However, the 3 of us that put together the upgrade all still managed to completely overlook this problem due to the stress of trying to fix the malleability security issue as fast as possible. The moral of the story is--security issue or not--we need a better process for live upgrades:
We are reviewing our options, but the conclusion is clear. DevShares needs to come out as soon as possible because it is the most likely way we would have caught this bug.
This fix was rushed out because once the existence of the security flaw was publicly disclosed, we felt under extreme time pressure because any technically competent attacker reading our public discussions would have been able to use the unpatched flaw to do serious damage.
We need to do a better job of telling all internal developers and community contributors not to discuss security vulnerabilities over public channels until a fix is deployed. A little more caution along these lines would quite possibly have resulted in a patch developed over a longer time frame, with more thorough testing, under less pressure.

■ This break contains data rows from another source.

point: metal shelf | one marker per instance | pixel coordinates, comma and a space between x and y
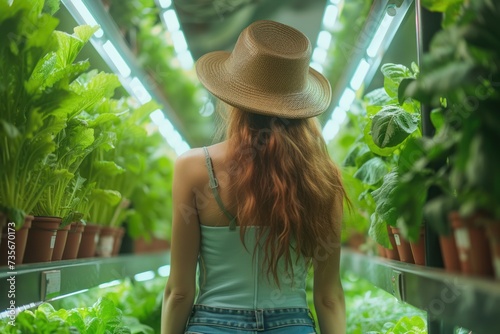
456, 299
69, 276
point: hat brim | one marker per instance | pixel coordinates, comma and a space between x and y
313, 100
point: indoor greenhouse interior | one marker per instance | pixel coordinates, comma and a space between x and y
99, 97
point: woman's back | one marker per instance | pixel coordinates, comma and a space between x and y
275, 206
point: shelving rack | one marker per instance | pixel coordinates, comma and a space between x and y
449, 299
38, 282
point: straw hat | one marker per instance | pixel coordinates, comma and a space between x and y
267, 73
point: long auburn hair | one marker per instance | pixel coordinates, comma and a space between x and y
283, 179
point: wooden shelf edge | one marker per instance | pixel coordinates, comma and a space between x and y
75, 275
456, 299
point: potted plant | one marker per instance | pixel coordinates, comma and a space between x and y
461, 79
38, 64
73, 144
389, 126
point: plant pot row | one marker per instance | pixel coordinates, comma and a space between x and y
403, 250
42, 239
473, 247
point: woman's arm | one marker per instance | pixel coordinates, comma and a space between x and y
181, 286
328, 292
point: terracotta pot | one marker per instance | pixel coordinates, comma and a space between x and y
3, 222
418, 248
472, 245
120, 233
41, 239
17, 238
154, 245
90, 238
356, 240
493, 232
106, 241
449, 253
61, 238
404, 249
381, 250
73, 241
393, 253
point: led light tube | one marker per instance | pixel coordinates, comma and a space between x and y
117, 60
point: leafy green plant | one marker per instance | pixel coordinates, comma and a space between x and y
460, 81
73, 144
137, 300
102, 317
149, 39
387, 126
38, 65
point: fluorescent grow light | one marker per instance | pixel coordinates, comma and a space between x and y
140, 92
116, 58
359, 74
87, 16
144, 276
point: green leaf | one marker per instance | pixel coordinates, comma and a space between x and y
110, 197
393, 75
391, 126
384, 199
437, 118
9, 129
372, 171
378, 231
368, 139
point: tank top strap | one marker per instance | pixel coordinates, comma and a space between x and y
214, 184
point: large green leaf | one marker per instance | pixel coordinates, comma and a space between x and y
384, 198
372, 171
392, 125
368, 139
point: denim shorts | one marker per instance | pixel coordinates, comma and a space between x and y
216, 320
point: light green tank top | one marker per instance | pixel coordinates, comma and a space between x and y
229, 276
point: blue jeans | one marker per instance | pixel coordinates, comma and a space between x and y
215, 320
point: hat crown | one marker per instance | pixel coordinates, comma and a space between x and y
272, 57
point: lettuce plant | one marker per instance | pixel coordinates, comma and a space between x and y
115, 169
73, 144
38, 64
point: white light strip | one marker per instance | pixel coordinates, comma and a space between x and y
140, 91
109, 284
360, 74
165, 3
171, 20
179, 41
346, 99
173, 137
145, 276
164, 271
70, 294
87, 16
117, 60
379, 36
330, 17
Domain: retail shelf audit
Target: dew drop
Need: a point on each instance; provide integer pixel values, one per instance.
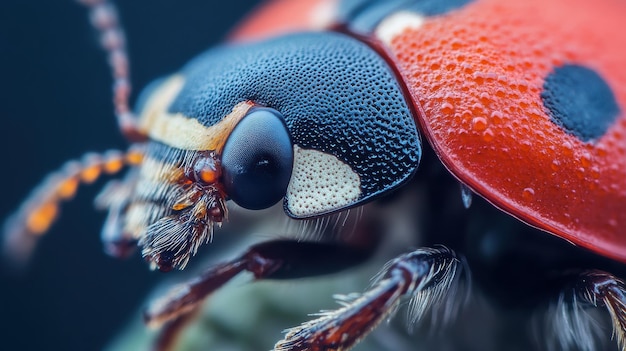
(447, 108)
(488, 135)
(555, 165)
(496, 116)
(528, 193)
(479, 124)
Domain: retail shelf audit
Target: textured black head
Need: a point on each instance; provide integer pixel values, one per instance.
(580, 101)
(353, 134)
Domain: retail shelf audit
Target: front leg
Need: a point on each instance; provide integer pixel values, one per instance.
(425, 276)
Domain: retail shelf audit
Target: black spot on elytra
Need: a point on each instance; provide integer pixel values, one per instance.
(364, 15)
(579, 101)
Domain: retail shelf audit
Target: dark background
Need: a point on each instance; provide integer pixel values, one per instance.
(55, 105)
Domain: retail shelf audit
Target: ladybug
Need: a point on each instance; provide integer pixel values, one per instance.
(337, 112)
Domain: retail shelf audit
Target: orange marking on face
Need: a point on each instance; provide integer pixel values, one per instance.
(67, 188)
(40, 220)
(180, 206)
(134, 158)
(90, 174)
(113, 166)
(209, 176)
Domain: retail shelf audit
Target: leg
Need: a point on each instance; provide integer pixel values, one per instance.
(41, 208)
(425, 275)
(278, 259)
(571, 327)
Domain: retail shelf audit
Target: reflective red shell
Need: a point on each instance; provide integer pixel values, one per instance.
(477, 73)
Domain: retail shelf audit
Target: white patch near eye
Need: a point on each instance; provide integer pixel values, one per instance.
(397, 23)
(320, 183)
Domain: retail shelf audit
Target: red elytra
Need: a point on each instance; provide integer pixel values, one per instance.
(476, 75)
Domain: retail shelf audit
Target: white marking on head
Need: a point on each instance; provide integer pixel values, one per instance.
(179, 131)
(320, 183)
(324, 14)
(397, 23)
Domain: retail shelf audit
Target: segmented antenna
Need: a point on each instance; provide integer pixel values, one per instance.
(105, 20)
(24, 228)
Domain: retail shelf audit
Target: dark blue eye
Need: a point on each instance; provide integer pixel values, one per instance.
(257, 159)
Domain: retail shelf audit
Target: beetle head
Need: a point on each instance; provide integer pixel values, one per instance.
(318, 120)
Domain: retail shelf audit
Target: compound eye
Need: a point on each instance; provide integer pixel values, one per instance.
(257, 159)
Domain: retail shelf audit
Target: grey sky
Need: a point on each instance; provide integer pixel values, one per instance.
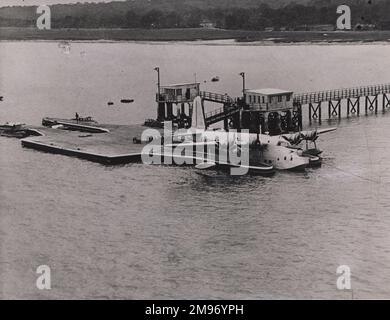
(4, 3)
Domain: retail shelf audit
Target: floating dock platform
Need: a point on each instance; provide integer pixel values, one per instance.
(110, 148)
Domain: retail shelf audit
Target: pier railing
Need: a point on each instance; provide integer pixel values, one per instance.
(339, 94)
(215, 97)
(220, 114)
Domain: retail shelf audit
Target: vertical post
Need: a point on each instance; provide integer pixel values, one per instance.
(158, 81)
(366, 106)
(358, 102)
(339, 109)
(376, 104)
(384, 103)
(242, 74)
(319, 113)
(300, 117)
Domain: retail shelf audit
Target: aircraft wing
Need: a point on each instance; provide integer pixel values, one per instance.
(190, 144)
(320, 131)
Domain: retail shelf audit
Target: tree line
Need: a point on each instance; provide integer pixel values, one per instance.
(259, 18)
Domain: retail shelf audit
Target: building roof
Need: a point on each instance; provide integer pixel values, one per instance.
(268, 91)
(177, 85)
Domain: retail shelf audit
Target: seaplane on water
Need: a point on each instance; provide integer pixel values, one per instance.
(210, 148)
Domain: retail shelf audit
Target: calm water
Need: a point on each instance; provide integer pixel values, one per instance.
(154, 232)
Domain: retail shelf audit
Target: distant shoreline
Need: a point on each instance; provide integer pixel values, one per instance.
(240, 36)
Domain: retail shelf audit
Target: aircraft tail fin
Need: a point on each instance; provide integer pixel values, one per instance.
(198, 121)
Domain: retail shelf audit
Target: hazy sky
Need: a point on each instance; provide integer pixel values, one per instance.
(4, 3)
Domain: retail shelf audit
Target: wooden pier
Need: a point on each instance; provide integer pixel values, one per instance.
(371, 98)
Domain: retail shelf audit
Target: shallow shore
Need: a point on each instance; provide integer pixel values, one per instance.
(240, 36)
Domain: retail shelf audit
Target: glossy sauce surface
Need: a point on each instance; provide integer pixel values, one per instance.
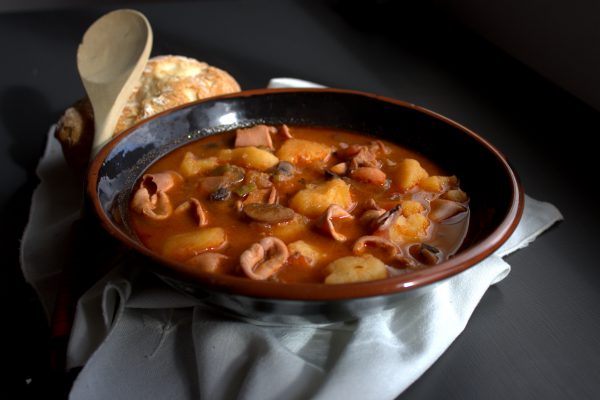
(225, 206)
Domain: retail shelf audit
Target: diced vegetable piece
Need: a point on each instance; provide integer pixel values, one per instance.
(189, 244)
(309, 253)
(292, 230)
(192, 165)
(302, 152)
(456, 195)
(411, 228)
(245, 189)
(410, 207)
(355, 269)
(438, 184)
(249, 157)
(409, 173)
(370, 175)
(313, 201)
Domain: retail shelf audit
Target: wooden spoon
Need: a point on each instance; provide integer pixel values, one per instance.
(110, 60)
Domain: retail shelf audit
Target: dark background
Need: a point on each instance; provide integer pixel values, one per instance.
(536, 334)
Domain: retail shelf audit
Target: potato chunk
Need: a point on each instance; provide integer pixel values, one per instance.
(313, 201)
(410, 207)
(192, 165)
(409, 173)
(302, 152)
(456, 195)
(438, 184)
(355, 269)
(309, 254)
(411, 228)
(189, 244)
(249, 157)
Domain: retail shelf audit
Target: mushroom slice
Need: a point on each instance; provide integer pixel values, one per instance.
(273, 196)
(265, 258)
(207, 262)
(443, 210)
(269, 213)
(339, 169)
(326, 222)
(383, 246)
(257, 136)
(426, 253)
(196, 208)
(386, 220)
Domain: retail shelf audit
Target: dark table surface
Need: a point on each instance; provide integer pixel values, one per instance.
(535, 335)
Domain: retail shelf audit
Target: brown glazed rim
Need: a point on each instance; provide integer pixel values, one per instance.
(304, 291)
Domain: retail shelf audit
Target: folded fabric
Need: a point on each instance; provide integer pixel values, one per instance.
(137, 338)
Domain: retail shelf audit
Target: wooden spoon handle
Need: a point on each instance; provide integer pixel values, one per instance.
(111, 59)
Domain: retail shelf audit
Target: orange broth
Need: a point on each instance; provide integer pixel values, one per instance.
(242, 232)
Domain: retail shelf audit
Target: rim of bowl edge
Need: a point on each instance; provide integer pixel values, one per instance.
(320, 291)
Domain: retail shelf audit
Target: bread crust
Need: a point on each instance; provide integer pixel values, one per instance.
(166, 82)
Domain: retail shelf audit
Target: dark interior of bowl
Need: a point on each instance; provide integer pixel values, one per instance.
(496, 198)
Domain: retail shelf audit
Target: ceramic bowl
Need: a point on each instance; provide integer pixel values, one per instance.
(496, 197)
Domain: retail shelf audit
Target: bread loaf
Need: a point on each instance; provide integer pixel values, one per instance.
(167, 82)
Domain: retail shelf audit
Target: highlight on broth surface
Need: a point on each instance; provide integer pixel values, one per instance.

The next time a security vulnerability is disclosed before a patch is available, we need to consider more carefully the risks of a botched fix when deciding how much time to spend writing / testing a patch. We don't want the fix to cause more damage than the exploit.
We also need to address technical debt in the testing side of things. DevShares will help; so will more tests and improvements to our testing infrastructure. I've been working on the latter.
I think there's little value in assigning blame to particular people. I'm pretty sure that those who screwed up (myself included) have realized it and have figured out what they need to do differently next time. Overall I'm not even sure we can attribute human error as the root cause, rather it's lack of a well-defined process for dealing with security vulnerabilities. Also, a process for code review and testing of release candidates would be useful.